Is it ready for the Enterprise customer?

Whether VNets have been implemented due to project segmentation, business unit, location and so on, it’s very rare to encounter an enterprise customer that does not have to control VMs sprawled over multiple VNets.

At the time of writing, limitations of the Bastion service mean that it does not yet support VNet peering. It is also only possible to deploy a Bastion host within a single VNet.

The service roadmap highlights plans to add great capabilities like Azure AD integration, Seamless Single-Sign-on and Multi-Factor Authentication to the service. Further research of various blogs and community chat suggest that support for peered VNets is another feature also being explored.

For now, when trying to access VMs attached to VNets in unsupported regions or for customers that don’t wish to deploy a Bastion host for each VNet, the workaround is to simply adopt a hub-spoke network architecture. The Bastion host sits in the hub VNet which it shares with a Jumpbox, in essence replacing the need for a secure VPN connection. It’s then from the Jumpbox that remote access can be gained across the network peerings.

Before configuring the service, there are a couple of things with the public preview to bear in mind.

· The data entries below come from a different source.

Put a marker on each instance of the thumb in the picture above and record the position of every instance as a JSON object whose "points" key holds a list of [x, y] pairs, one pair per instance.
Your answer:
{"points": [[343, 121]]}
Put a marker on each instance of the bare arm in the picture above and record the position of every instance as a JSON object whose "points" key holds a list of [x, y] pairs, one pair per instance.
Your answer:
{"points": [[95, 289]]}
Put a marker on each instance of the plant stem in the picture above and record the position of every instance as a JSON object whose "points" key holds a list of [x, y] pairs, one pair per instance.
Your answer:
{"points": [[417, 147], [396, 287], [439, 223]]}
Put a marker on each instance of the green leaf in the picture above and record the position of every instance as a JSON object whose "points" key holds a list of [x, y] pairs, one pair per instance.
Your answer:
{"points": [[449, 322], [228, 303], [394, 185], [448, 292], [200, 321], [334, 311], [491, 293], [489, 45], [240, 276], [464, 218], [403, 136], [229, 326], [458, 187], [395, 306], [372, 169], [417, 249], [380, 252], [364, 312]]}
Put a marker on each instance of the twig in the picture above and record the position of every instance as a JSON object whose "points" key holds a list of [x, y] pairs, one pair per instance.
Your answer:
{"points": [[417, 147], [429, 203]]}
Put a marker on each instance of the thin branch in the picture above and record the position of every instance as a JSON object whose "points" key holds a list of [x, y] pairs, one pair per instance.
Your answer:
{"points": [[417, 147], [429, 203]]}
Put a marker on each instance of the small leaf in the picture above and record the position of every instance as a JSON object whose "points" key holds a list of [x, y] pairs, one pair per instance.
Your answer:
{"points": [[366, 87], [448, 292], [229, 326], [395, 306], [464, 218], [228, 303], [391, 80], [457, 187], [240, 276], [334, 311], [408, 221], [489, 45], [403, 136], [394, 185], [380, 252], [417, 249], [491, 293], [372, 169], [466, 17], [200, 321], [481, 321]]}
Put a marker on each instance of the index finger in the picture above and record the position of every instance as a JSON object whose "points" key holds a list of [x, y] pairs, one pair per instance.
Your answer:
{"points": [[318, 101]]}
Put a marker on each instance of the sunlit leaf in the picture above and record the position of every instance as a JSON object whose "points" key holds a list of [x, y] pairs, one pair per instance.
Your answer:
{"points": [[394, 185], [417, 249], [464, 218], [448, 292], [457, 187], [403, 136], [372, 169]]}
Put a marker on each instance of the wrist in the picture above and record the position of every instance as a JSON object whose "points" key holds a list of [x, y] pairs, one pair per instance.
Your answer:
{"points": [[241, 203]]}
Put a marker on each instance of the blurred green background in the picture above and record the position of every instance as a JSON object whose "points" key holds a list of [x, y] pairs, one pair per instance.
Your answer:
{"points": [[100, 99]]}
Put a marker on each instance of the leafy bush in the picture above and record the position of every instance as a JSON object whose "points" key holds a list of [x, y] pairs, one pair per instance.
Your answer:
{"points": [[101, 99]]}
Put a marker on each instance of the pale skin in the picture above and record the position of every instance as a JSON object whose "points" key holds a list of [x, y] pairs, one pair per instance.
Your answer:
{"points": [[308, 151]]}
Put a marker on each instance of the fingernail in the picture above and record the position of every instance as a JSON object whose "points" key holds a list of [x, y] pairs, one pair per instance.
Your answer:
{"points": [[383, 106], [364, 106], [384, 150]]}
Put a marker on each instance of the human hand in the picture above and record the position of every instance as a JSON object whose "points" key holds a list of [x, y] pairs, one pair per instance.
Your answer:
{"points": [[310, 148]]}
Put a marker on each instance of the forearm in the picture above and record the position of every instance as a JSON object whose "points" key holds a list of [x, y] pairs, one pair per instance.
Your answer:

  • During the public preview, the service can only be deployed from the Azure Marketplace when accessed through the Bastion preview portal: Https://aka.ms/BastionHost
  • The service requires a dedicated subnet called AzureBastionSubnet of at least /27 in size
  • The preview is limited to West US, East US, West Europe, South Central US, Australia East and Japan East
  • Supported browsers are limited to Microsoft Edge (Windows), Google Chrome (Windows, Mac) and Microsoft Edge Chromium (Windows, Mac).

Configuring a Bastion Host

1. Log in to the Bastion preview portal and from the homepage, click on +Create a resource.

2. On the New page, type Bastion in the Search the Marketplace box and then press Enter.

3. Select the Bastion (preview) offering, then click on Create.

4. Fill in the Create a bastion web form and finally click Review + create

Connecting to a VM

1. Now the service has been created, simply choose a VM and click on the Connect button as normal.

2. A new BASTION tab is now active on the Connect to virtual machine blade. Select the tab, fill in the username and password details before finally clicking Connect.

The following image shows the RDP session running within the boundaries of the web browser and the Azure portal.

The user experience is the same for SSH sessions.

Conclusion

With console access lacking in Azure and many planned features on the road map, for the most part, I’m really excited about the service. Whether it completely replaces customers needs for a Jumpbox or just offers an alternative to a secure connection to a Jumpbox in place of the normal VPN or ExpressRoute offering, it’s definitely a big step in the right direction.

The one slight concern I have is that Windows or Linux admins who have previously only had access to the client OS and may know little or nothing about Azure, are suddenly going to be exposed to the Azure portal rather than accessing the client directly. Making sure the portal is locked down and security features are configured and in place will be essential. I’m sure though as the service matures, it’s likely that improvements will address this.

To answer the question above, is the Jumpbox dead? My gut feeling is that for now, probably not. In the not too distant future, well it’s looking possible.